Indeed, experience has shown that the disregard of basic liberties and the use of short-sighted methods in expropriation proceedings have not achieved the desired results. Over the years, the government has tried to remedy the worsening squatter problem. Far from solving it, however, government’s kid-glove approach has only resulted in the multiplication and proliferation of squatter colonies and blighted areas. A pro-poor program that is well-studied, adequately funded, genuinely sincere and truly respectful of everyone’s basic rights is what this problem calls for, not the improvident enactment of politics-based ordinances targeting small private lots in no rational fashion.

WHEREFORE, the petition is hereby GRANTED. The July 1, 2002 decision of Branch 23 of the Regional Trial Court of Cebu City is REVERSED and SET ASIDE.

SO ORDERED.

Davide, Jr., C.J., Puno, Panganiban, Quisumbing, Ynares-Santiago, Sandoval-Gutierrez, Carpio, Austria-Martinez, Callejo, Sr., and Tinga, JJ., concur.
Carpio-Morales, Azcuna, and Chico-Nazario, JJ., on leave.



[1] Presided by Judge Generosa G. Labra.

[2] The records of the case do not state why and how the lots reverted to the Province of Cebu.

[3] Now deceased.

[4] Dated February 22, 1999 and May 20, 1999.

[5] The Urban Development and Housing Act of 1992 (Lina Law).

[6] Entitled, “AN ORDINANCE FURTHER AMENDING ORDINANCE NO. 1656 AS AMENDED BY ORDINANCE NO. 1684 OTHERWISE KNOWN AS THE 1966 REVISED ZONING ORDINANCE OF THE CITY OF CEBU, BY INCORPORATING THEREIN A NEW DISTRICT CALLED SOCIALIZED HOUSING SITES.”

[7] Entitled “AN ORDINANCE AUTHORIZING THE CITY MAYOR OF CEBU CITY TO INSTITUTE EXPROPRIATION PROCEEDINGS AGAINST MRS. CRISPINA VDA. DE LAGCAO, OWNER OF LOT NO. 1029 LOCATED AT GREEN VALLEY, CAPITOL SITE, CEBU CITY, TO ACQUIRE THE SAME FOR PUBLIC USE OR PURPOSE.”

[8] Article IV, Section 9 – “Private property shall not be taken for public use without just compensation.”

[9] Section 48. Local Legislative Power – Local legislative power shall be exercised by the sangguniang panlalawigan for the province; the sangguniang panlungsod for the city; the sangguniang bayan for the municipality; and the sangguniang barangay for the barangay.

[10] The law was approved on October 10, 1991 and it became effective on January 1, 1992.

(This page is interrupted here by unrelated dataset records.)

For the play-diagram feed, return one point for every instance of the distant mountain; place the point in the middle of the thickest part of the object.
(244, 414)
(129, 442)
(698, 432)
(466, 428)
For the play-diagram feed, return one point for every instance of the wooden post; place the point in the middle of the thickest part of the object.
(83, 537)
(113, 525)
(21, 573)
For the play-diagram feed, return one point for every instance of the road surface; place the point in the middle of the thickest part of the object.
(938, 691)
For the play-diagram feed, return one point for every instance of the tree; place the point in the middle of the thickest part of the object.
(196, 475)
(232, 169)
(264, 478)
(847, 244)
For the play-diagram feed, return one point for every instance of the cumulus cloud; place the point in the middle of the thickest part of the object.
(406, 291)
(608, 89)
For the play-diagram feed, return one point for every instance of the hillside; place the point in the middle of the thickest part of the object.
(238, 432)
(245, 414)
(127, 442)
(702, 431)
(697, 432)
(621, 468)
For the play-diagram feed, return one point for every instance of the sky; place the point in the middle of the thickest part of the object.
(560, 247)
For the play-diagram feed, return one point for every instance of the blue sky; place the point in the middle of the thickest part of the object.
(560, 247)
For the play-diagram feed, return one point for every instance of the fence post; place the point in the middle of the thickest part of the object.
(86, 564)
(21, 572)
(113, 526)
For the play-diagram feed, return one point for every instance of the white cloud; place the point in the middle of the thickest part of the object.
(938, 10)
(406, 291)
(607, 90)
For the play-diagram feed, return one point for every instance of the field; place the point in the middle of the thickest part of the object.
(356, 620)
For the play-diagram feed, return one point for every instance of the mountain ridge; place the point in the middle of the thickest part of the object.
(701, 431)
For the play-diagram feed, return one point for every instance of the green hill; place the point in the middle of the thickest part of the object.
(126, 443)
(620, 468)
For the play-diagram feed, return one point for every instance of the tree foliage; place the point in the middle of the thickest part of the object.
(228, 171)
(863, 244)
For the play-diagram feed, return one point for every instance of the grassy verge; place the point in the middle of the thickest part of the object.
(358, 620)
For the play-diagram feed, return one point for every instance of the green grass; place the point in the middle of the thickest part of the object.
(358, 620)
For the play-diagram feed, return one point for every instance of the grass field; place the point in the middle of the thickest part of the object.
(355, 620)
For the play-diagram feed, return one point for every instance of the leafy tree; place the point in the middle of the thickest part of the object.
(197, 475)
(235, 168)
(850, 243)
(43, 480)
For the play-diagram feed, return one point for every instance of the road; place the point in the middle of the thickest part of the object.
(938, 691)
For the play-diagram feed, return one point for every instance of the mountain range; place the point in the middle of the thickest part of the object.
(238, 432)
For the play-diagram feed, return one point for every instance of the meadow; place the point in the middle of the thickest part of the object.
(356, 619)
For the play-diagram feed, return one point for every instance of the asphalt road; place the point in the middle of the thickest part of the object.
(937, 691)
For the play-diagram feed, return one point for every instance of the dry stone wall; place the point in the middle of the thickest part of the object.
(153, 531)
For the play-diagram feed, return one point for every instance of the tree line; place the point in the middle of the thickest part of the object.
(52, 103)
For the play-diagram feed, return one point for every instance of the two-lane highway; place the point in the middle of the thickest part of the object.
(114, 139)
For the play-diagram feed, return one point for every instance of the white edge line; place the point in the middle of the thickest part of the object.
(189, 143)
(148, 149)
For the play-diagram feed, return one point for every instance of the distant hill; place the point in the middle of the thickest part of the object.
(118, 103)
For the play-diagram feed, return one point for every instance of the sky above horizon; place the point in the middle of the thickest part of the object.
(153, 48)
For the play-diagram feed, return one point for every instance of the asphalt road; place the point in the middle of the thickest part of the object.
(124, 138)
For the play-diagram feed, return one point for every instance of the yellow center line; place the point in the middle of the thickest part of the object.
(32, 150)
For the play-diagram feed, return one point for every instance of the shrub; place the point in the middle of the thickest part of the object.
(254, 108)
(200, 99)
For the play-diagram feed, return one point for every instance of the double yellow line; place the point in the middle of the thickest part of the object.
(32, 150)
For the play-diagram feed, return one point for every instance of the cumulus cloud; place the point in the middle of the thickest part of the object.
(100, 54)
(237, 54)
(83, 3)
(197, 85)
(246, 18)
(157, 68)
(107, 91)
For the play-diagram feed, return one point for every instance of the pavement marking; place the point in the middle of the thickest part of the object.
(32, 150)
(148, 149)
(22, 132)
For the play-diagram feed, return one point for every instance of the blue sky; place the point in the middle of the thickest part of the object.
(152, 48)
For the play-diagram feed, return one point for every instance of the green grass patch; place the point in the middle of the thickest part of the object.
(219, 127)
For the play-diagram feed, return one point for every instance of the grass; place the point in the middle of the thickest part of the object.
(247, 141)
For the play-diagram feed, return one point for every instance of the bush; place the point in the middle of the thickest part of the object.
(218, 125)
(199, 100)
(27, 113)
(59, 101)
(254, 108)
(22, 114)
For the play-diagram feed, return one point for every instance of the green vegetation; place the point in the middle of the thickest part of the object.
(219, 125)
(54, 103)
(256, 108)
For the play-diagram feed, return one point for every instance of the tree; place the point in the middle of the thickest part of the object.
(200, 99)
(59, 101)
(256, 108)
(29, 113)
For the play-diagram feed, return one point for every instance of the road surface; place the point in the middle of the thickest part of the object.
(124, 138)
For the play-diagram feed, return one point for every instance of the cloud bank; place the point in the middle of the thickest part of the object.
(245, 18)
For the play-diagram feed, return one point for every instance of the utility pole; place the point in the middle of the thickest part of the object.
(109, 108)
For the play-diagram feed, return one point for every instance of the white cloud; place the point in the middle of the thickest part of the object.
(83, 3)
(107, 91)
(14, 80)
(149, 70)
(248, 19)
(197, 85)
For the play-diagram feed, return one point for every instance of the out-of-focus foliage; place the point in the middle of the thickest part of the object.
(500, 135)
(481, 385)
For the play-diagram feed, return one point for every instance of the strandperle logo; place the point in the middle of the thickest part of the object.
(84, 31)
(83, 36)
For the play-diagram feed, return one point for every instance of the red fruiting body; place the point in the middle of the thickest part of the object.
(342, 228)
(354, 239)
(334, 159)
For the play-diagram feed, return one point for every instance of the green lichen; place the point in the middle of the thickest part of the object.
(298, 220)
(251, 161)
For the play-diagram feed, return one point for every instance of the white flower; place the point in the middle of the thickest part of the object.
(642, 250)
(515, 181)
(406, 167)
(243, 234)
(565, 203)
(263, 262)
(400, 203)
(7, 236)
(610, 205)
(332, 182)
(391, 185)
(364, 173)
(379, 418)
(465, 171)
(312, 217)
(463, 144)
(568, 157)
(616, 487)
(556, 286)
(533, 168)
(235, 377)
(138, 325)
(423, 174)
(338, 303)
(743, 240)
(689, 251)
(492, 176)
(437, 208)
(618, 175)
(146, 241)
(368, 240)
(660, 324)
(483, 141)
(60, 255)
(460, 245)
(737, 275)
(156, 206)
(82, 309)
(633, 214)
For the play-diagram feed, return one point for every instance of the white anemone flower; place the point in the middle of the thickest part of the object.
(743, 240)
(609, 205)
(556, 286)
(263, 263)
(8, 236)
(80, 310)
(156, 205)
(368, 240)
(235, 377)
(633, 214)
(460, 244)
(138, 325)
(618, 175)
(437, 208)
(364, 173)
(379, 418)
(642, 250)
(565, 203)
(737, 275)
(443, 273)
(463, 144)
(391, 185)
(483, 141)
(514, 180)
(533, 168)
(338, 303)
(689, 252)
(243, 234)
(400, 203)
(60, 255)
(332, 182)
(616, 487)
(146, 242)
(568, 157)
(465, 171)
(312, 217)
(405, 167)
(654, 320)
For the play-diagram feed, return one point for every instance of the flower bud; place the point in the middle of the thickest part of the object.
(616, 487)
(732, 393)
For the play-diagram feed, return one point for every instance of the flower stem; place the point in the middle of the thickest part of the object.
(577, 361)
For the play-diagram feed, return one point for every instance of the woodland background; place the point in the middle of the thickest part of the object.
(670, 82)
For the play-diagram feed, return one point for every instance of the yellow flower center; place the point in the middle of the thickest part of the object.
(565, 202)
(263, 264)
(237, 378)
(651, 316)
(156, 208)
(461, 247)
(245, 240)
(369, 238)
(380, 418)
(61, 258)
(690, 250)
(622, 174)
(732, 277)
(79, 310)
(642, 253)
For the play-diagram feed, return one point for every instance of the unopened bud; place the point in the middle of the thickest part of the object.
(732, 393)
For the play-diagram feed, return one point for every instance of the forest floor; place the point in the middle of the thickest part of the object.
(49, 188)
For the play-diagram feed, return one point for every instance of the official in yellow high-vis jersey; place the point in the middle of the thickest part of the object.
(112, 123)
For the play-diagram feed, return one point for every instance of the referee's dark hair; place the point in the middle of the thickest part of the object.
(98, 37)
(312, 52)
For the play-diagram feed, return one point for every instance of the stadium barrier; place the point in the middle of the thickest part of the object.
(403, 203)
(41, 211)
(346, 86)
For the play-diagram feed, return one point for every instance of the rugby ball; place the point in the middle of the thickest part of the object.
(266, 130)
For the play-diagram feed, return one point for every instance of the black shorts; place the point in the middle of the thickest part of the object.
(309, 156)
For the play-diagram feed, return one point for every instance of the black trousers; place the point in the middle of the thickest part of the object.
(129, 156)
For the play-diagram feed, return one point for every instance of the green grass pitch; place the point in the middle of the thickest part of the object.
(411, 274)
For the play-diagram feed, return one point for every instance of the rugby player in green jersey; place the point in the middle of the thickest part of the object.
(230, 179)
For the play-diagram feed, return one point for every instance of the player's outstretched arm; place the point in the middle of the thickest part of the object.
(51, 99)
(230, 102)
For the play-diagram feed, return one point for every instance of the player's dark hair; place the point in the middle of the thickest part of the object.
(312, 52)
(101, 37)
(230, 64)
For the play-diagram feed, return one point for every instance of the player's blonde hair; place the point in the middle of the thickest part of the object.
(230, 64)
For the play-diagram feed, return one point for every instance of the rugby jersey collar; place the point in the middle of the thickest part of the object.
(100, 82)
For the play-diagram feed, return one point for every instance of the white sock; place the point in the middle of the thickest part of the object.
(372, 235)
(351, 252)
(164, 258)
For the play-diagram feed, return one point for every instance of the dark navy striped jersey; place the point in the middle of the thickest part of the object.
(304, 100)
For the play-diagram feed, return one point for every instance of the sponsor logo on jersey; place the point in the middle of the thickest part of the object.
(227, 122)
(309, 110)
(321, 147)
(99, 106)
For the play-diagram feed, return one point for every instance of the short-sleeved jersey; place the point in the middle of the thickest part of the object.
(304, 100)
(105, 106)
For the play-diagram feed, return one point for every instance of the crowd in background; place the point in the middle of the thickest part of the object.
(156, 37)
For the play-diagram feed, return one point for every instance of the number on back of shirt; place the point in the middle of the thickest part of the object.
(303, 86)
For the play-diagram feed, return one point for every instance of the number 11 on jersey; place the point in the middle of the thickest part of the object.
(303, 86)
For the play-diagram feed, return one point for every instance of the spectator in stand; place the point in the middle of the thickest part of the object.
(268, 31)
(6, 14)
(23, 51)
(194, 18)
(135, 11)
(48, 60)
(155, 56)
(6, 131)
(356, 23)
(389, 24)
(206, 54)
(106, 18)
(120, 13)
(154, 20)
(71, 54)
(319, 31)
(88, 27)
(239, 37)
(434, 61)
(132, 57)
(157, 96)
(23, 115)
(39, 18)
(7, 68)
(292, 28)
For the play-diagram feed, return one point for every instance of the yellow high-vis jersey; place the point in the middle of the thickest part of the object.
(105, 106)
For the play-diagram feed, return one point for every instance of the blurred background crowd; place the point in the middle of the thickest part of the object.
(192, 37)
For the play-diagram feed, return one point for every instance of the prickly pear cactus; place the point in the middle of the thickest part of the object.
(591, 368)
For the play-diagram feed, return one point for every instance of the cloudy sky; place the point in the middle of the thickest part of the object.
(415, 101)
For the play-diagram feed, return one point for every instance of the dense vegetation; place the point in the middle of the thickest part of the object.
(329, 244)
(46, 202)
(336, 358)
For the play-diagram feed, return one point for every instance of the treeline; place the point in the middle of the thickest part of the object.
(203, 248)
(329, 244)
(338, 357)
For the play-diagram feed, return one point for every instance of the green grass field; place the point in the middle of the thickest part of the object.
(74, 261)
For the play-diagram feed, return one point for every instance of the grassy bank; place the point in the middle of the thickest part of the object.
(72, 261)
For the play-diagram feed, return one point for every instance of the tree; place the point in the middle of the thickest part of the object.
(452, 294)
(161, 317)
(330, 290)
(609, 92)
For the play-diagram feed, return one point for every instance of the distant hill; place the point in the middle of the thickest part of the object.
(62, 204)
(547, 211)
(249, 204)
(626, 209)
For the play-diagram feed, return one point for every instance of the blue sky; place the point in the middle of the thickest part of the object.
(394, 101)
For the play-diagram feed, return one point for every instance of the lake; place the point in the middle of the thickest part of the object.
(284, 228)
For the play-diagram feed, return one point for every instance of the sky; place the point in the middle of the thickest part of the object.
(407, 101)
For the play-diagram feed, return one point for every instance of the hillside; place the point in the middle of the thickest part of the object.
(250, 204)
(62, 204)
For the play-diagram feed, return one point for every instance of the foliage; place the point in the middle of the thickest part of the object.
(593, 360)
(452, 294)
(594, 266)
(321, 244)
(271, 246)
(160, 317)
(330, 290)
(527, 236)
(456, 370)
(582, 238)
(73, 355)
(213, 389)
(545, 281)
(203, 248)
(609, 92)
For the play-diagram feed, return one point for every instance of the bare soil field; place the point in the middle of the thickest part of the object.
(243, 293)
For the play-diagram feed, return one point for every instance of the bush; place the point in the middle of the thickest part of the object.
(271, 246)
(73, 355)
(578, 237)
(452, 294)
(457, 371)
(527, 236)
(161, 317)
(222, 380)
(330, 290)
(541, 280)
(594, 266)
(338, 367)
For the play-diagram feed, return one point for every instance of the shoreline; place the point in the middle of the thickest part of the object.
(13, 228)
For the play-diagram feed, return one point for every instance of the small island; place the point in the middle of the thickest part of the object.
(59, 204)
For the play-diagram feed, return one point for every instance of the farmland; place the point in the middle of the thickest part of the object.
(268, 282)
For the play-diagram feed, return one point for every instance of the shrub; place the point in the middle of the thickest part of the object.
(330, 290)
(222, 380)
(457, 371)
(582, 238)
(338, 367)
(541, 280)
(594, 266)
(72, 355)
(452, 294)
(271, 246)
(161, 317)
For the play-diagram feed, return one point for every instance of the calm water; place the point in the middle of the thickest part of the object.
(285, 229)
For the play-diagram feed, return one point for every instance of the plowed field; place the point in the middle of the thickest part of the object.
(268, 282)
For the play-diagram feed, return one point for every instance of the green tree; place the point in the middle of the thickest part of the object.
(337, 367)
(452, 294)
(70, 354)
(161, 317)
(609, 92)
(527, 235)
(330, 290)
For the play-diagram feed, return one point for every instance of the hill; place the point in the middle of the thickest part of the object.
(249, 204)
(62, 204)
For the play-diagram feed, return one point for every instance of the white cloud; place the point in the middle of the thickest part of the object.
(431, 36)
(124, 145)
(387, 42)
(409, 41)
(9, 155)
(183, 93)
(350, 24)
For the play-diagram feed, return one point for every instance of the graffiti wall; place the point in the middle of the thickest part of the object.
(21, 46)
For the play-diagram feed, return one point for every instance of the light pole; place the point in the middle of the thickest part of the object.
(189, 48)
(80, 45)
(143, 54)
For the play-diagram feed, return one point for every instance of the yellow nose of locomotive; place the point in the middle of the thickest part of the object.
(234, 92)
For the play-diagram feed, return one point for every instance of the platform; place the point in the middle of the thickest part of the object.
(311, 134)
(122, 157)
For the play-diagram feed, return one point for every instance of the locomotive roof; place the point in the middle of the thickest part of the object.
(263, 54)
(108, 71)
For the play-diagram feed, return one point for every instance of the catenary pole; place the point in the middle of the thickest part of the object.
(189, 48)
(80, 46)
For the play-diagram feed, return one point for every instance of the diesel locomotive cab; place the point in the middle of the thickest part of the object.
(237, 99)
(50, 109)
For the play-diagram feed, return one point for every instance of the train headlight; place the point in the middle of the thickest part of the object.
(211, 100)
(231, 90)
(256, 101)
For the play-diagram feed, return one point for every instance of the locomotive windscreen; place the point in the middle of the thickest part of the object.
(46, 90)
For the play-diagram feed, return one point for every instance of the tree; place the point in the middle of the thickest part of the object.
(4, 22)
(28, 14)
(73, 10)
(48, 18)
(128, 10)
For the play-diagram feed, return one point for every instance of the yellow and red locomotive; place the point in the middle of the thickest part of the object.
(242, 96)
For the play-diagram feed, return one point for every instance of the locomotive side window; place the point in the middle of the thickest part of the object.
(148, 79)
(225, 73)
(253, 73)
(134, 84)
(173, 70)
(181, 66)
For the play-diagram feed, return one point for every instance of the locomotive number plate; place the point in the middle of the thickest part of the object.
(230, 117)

[11] City of Cincinnati vs. Vester, 281 US 439, 74 L. ed 950, 50 S Ct. 360.

[12] Article 3, Section 1, 1987 Constitution.

[13] Article 3, Section 9, 1987 Constitution.

[14] Joaquin G. Bernas, The Constitution of the Republic of the Philippines: A Commentary, vol. 1. p. 43, 1987.

[15] City of Manila vs. Chinese Community of Manila, 40 Phil. 349, 1919.

[16] G.R. No. L-51078, 30 October 1980, 100 SCRA 660.

[17] City of Manila vs. Chinese Community of Manila, supra.

[18] Urban Estates, Inc. vs. Montesa, 88 Phil. 348 (1951).

[19] G.R. Nos. 132431 and 137146, February 13, 2004.

[20] Sec 19. Eminent Domain – “xxx. Provided however, that the power of eminent domain may not be exercised unless a valid and definite offer has been previously made to the owner, and such offer was not accepted: xxx.”

[21] Tatel vs. Municipality of Virac, G.R. No. 40243, 11 March 1992, 207 SCRA 157.